Trish and Phil have asked for suggestions about how to keep from offending professional skiers whose videos we talk about in these analytical threads. PSIA has a very good protocol it promotes for doing MA in a way that doesn't offend. It requires certification candidates to use this process in the teaching exams. We could use that process.
Here's my take on PSIA's protocol.
1. Describe what you see - without evaluation.
This is the descriptive part of teaching. Translate into words the movements and ski-snow interaction you observe. Avoid saying it's good, bad, efficient, inefficient, weak, strong, defensive, offensive, ugly, inspiring. Do not indicate that something needs improvement, replacement, or fixing/correction.
2. Explain the causes and effects associated with what you see - without evaluation.
This is the predictive/analytical part of teaching. Identify what observable movements cause the particular thing you are focusing on to happen, and/or identify what results happen later in the turn or down the run as an effect of the thing you are focusing on. Be careful to avoid evaluative phrasing. Stick to describing what you see.
3. Explain that different results are possible if the skier does something in particular that's new or different - without evaluation.
This is the prescriptive part of teaching. Assuming the instructor is involved in building the skier's skill level, the instructor should explain how a particular change would bring about new effects. Avoid using terms that are evaluative.
4. On snow, guide the skier to experience doing the new thing and its result; the skier evaluates the results.
This is the evaluative part of teaching. The instructor invites the student to do this new thing, perhaps through isolation exercises or drills, then blend it into their personal skiing. The skier needs to experience new results and then evaluate those results for themselves. Final goal is for the skier to find the results worthwhile and to commit to do follow-up after the lesson so what's been learned will get embedded into muscle memory.
====================
Learning to do MA using #1, 2, and 3 this way takes time and concentration. Building the skill to recognize cause and effect grows with years of teaching experience. The important part relative to our discussion here is the non-evaluative part of this protocol. If we post using these guidelines and make sure we try to eliminate evaluative comments, I think everyone here is capable of posting in a way that won't be hurting anyone's feelings.

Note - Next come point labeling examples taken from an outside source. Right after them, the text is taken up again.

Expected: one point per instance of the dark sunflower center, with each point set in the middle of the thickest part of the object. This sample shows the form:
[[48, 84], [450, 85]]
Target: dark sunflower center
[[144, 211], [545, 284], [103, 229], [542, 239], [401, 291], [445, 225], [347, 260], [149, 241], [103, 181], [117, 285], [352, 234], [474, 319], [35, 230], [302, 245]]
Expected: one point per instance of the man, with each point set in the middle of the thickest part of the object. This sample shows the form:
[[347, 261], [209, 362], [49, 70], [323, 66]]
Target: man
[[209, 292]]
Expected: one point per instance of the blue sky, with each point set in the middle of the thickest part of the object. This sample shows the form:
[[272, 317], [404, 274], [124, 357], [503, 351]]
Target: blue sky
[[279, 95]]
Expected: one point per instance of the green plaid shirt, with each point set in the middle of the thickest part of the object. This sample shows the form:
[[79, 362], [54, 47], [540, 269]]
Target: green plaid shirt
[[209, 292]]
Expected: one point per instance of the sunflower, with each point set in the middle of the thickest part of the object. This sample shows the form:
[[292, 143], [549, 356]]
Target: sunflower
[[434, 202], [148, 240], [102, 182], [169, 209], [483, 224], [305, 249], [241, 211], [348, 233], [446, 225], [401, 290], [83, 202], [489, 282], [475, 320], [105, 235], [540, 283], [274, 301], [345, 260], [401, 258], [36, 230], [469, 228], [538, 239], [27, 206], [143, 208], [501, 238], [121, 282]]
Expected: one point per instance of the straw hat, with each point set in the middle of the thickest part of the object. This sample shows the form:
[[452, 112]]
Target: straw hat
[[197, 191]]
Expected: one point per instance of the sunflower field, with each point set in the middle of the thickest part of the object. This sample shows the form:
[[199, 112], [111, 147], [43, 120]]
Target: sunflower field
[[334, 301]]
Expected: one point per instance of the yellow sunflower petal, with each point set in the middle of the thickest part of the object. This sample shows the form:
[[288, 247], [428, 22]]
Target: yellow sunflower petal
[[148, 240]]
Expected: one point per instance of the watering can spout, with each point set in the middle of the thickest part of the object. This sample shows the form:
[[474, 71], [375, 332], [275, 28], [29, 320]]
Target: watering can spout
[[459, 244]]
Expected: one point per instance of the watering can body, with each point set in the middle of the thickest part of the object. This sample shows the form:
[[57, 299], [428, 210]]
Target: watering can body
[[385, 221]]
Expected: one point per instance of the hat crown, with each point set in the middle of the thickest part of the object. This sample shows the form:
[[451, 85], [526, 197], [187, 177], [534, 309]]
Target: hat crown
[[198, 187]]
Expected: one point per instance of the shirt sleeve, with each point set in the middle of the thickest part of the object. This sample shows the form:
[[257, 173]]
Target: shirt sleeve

All we need is a bit of reminding by the moderators to focus on describing what we see and to avoid evaluative comments. We respond well to reminders by the moderators. The people posting in these threads are certainly capable of describing, analyzing cause and effect, and predicting without evaluative commentary. Let's do that!
@Tricia and
@Philpug, I hope you will give the collective the chance to prove its commitment to keeping these threads "clean" of potentially hurtful commentary. Please open the two threads back up and let us do the informative analysis we love to do.